Organizacja oświadczyła, że z przykrością przyjmuje tę decyzję, jednak będzie musiała się do niej dostosować. Trzeba będzie poszukać innych sposobów pomagania uchodźcom i azylantom w Uzbekistanie - powiedziała przedstawicielka UNHCR Erika Feller. Dodała, iż Organizacja nadal będzie chronić uchodźców, bez względu na to, gdzie będzie działała, nawet jeśli miałoby to mieć negatywne konsekwencje w relacjach z jakimś państwem.

Przedmiotem napięć między władzami w Taszkencie a UNHCR są setki uchodźców z Uzbekistanu. W maju zeszłego roku przybyli oni do sąsiedniego Kirgistanu w następstwie krwawej rebelii w Andiżanie na wschodzie Uzbekistanu.

Władze w Taszkencie domagały się od Kirgistanu ekstradycji do kraju wszystkich uciekinierów z Andiżanu.
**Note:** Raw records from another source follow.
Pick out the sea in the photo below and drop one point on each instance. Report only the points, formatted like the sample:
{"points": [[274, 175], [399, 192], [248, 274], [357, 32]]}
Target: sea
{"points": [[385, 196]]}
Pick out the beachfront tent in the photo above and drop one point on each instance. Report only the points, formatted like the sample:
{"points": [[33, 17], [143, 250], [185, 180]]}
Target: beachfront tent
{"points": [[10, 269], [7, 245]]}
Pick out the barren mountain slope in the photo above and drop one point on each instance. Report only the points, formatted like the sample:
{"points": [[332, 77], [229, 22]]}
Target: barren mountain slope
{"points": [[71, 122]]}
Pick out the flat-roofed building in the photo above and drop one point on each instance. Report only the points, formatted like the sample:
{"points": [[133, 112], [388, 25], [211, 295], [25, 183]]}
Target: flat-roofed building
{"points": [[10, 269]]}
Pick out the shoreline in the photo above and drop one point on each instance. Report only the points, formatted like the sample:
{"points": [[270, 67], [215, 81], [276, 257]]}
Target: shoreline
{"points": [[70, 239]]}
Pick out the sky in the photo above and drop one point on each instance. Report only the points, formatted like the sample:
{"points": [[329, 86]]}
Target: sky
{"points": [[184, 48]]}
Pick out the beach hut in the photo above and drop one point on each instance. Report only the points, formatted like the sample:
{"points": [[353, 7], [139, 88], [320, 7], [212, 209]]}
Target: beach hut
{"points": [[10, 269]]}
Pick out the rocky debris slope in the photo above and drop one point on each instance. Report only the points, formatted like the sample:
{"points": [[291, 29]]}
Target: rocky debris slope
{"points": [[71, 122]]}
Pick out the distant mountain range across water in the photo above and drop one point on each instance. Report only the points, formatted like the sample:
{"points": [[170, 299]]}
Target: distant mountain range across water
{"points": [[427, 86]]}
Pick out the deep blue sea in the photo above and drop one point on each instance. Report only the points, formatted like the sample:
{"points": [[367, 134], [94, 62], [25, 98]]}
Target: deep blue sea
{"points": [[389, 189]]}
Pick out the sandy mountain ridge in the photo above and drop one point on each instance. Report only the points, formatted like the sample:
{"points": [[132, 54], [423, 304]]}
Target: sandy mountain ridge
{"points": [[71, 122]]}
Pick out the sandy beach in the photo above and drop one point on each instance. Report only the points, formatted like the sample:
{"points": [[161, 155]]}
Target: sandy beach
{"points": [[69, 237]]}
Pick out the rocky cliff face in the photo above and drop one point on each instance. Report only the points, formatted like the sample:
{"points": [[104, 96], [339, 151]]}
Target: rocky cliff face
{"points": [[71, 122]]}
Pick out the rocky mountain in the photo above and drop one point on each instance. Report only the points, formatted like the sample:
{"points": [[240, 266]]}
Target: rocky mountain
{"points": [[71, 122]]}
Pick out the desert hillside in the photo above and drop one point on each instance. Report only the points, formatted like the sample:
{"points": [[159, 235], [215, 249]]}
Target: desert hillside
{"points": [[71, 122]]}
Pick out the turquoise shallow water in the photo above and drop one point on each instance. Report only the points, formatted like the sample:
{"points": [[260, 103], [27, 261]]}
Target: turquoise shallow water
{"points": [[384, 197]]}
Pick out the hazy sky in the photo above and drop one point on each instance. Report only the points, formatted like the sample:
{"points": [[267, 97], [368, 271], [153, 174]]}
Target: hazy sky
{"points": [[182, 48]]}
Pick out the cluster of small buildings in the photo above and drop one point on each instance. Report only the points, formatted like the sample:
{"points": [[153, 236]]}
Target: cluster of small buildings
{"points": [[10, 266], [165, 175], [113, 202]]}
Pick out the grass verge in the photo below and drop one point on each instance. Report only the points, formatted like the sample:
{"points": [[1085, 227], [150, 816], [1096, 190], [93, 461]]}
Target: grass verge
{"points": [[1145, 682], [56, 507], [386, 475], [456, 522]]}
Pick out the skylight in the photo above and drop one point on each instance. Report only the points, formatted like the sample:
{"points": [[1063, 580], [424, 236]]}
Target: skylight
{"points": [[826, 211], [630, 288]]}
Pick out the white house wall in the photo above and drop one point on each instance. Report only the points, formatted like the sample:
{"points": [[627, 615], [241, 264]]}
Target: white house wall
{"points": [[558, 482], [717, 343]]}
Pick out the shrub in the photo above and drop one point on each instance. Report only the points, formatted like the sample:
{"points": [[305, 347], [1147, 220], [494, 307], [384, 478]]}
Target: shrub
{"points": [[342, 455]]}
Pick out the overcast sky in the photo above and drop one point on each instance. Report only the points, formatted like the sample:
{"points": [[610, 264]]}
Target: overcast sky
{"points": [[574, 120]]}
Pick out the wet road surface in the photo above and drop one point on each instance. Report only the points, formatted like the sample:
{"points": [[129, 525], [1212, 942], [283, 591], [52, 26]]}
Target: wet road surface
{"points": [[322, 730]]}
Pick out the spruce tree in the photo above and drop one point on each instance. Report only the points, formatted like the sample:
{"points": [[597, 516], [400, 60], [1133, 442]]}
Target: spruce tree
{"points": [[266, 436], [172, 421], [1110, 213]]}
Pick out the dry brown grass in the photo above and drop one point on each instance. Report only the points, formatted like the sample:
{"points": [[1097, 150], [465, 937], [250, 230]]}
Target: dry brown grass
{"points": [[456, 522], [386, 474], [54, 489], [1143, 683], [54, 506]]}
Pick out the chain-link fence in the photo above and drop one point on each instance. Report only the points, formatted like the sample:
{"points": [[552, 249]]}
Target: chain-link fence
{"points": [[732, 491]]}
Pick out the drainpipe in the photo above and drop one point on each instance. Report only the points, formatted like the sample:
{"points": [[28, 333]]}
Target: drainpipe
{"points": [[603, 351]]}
Gdyby Kirgistanu uległ tym naciskom, naraziłoby to uchodźców na bezpośrednie represje.

UNHCR sprzeciwiał się deportacjom Uzbeków poszukujących azylu. Większości z nich przyznał status uchodźców. Organizacji udało się ewakuować 439 Uzbeków z Kirgistanu do Rumunii. Ponad 200 z nich przewieziono później do innych krajów; 228 ciągle czeka na wyjazd.

W maju ubiegłego roku doszło w Andiżanie do buntu, którego uczestnicy zaatakowali posterunek milicji i uwolnili więźniów z zakładu karnego, w tym 23 działaczy muzułmańskich. Zamieszki zostały brutalnie stłumione przez władze. Według obrońców praw człowieka zginęło wówczas co najmniej 750 osób. Zdaniem władz śmierć poniosło 187 osób, głównie "terrorystów". Uzbekistan odrzucił apele o podjęcie niezależnego śledztwa międzynarodowego w sprawie wydarzeń w tym mieście. Od listopada ponad 150 osób skazano za udział w wydarzeniach w Andiżanie na kary od 12 do 22 lat więzienia.

UNHCR otworzył swoją placówkę w Uzbekistanie w 1993 roku, w trakcie wojny domowej w sasiednim Tadżykistanie (1992-93).